A panel, organized by the National Law Enforcement Museum, looks to bring police, activists and the community together to address anti-bias training among police.

WASHINGTON — In the wake of the death of George Floyd, how have police departments changed? An upcoming panel discussion hopes to offer a path forward when it comes to police reform.

“What people understand right now is that there is an urgency for action," said Sharon Sayles- Belton, former Mayor of Minneapolis from 1994 to 2001. 

She will be one of several panelists to discuss anti-bias training in a discussion organized by the National Law Enforcement Memorial and Museum Monday. Police departments throughout the country have implemented anti-bias training programs to address documented inequalities in policing toward people of color.  

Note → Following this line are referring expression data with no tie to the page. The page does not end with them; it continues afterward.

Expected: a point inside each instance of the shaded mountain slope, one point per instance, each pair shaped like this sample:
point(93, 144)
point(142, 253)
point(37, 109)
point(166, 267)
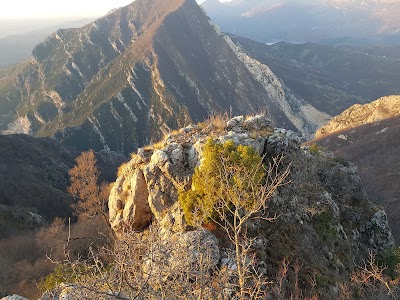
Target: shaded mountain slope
point(374, 148)
point(18, 46)
point(139, 72)
point(331, 78)
point(34, 180)
point(34, 175)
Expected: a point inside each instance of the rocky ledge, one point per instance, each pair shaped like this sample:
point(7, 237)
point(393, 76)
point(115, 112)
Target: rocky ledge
point(326, 220)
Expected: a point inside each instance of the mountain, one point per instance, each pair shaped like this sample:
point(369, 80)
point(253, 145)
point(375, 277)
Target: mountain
point(34, 180)
point(18, 47)
point(330, 78)
point(138, 73)
point(326, 222)
point(357, 115)
point(368, 136)
point(328, 21)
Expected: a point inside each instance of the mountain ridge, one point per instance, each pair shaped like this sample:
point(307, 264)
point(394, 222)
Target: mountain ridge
point(358, 115)
point(148, 67)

“The public is angry, upset, really disturbed and looking for law enforcement as a profession to take bold new steps going forward," explained Sayles-Belton. “Many police departments have tried to take some steps to improve but those improvements are not enough.”

Anti-bias training programs among police departments have come under scrutiny.  Many doubt the effectiveness of the programs given other examples of excessive force by police against people of color for mundane things. 

The panel will take a closer look at these programs and will make suggestions on what police departments can do to improve their standing in communities nationwide. 

“Our conversations are totally solutions-based and, to be that, we need to bring different perspectives and different ways of educating the public and law enforcement on what is needed out there and what we can do out there and what we can do to change things, " said Marcia Ferranto, CEO for the National Law Enforcement Officers Memorial Fund. 

Among panelists there is a sense that things will improve; especially as activists continue to advocate for change.  

“All the players that are going to be sitting at the table on this panel are all players in the national conversation," said Sayles-Belton. "We’re going to have to find consensus because there will be things that need to happen that people are not going to necessarily be comfortable with.”